L'omaggio di Tosca e Fresu a De Andrè incanta il pubblico

di Davide Mosca
OLBIA. Si muove come una farfalla tra la gente, sul prato, nel patio, al centro del palcoscenico. Diffondendo i colori della sua presenza scenica, del suo sorriso, della sua voce, di canzoni senza tempo del grande Fabrizio De Andrè, di ritmi brasiliani e  italiani che coinvolgono e fanno ballare il pubblico. Tosca è la cantante prescelta per questo avvenimento, per questo Time in Jazz 2022 e non ha deluso le aspettative. Perché quello andato in scena ieri sera alle 18 a L’Agnata di Tempio Pausania non è solo l’ennesima perla regalata da Paolo Fresu e dal Time in Jazz agli appassionati di musica, emozioni, bellezza, ma soprattutto il tributo al più grande cantautore italiano di tutti i tempi, Fabrizio De Andrè.

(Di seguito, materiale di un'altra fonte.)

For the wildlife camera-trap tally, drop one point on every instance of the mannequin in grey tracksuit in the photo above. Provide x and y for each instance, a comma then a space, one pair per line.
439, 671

Lì dove ha vissuto, nel luogo che ha amato e che ha scelto per consumare la sua esistenza.

 «Fabrizio ci ascolta sempre - ha commentato al termine del concerto Dori Ghezzi compagna di vita di De Andrè -, ma mai come questa volta avrebbe voluto esser presente». Una sintesi perfetta di una serata ed un concerto perfetto. Suggestivo come tutto quello che ruota intorno a Fresu, magico come tutto quello che riguarda De Andrè. Concentrato nell’ormai appuntamento fisso di Tempio che ha visto calcare il palco di l’Agnata personaggi del calibro di Daniele Silvestri, Gaetano Curreri, Danilo Rea, Petra Magoni e tanti altri grandissimi.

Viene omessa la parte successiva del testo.